Do you have some examples of this?

Not anything concrete, just memories of things not working, me looking at the JS console, seeing CORS errors, and seeing it work in Chrome, as I described. And the comment I replied to showed that it works differently between websites, namely:

    if (host == "tripadvisor.com"_s || host.endsWith(".tripadvisor.com"_s))
        m_needsRelaxedCorsMixedContentCheckQuirk = true;
That's a site-specific partial exemption from the same origin policy, as far as i can tell (without further context at the moment). Not a difference in how CORS works generally across Safari.

CORS is frustrating for a lot of developers as it can be tough to gain a complete understanding of the spec, and an understanding of the same origin policy is required. But implementation of the CORS spec(s) isn't notably different across modern browsers, now that IE is out of the picture. CORS was a real nightmare in IE. Microsoft even introduced an XHR cousin named XDR in IE10 to handle cross-origin requests, and it wasn't even a complete implementation of CORS.

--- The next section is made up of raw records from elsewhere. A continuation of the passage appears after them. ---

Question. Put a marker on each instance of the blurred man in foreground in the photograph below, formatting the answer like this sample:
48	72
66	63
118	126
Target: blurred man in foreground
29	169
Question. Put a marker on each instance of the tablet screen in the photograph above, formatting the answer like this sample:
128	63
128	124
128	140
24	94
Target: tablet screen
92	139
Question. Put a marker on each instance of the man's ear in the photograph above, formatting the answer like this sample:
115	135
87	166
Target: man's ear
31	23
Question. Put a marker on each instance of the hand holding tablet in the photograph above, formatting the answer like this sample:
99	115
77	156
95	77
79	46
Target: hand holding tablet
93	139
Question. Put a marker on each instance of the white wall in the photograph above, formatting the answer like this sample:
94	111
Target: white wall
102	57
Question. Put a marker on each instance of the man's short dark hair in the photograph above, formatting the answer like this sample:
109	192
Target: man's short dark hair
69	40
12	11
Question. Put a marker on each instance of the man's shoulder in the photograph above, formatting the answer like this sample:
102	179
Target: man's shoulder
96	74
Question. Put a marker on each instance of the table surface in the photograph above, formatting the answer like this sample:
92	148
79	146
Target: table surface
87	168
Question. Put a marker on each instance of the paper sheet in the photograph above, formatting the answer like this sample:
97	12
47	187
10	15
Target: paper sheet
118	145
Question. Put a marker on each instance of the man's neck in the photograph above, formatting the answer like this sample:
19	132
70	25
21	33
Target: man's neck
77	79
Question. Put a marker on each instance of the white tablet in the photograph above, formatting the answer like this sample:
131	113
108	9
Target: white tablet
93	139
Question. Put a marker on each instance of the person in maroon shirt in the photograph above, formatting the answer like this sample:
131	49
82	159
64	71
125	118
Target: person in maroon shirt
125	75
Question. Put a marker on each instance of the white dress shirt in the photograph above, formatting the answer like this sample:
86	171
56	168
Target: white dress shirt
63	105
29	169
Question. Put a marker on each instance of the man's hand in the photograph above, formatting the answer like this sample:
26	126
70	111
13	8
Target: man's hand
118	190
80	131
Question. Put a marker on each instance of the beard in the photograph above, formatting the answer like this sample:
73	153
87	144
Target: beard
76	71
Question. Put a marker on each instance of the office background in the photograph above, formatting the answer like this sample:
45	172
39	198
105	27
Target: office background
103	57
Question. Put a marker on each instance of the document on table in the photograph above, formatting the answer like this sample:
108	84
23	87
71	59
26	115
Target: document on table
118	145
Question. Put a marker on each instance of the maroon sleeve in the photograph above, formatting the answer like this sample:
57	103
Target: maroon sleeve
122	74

This is a great resource to gain a more comprehensive understanding: https://developer.mozilla.org/en-US/docs/Web/HTTP/CORS

I don't hate CORS from a developer perspective, I hate it from a user perspective, and from a broader "health of the web" perspective. Because, as I said, it works differently between browsers and it works differently between websites within the same browser. Mostly these differences just mean I have to use Chrome instead of my preferred browser.
I guess a similar thing is happening with GPU drivers and games.
yes, and drivers (used to at least) check the filename of the exe causing unexpected behaviour like performance degradation or even gains in some cases
Still now I'd say - Counter-Strike 2's release was foreshadowed by nvidia or ATI having cs2.exe in some config files last year.
In cases like benchmarking software, I guess.
I wonder if any of those rules could be (mis)used to workaround or defeat iOs/macOs security features?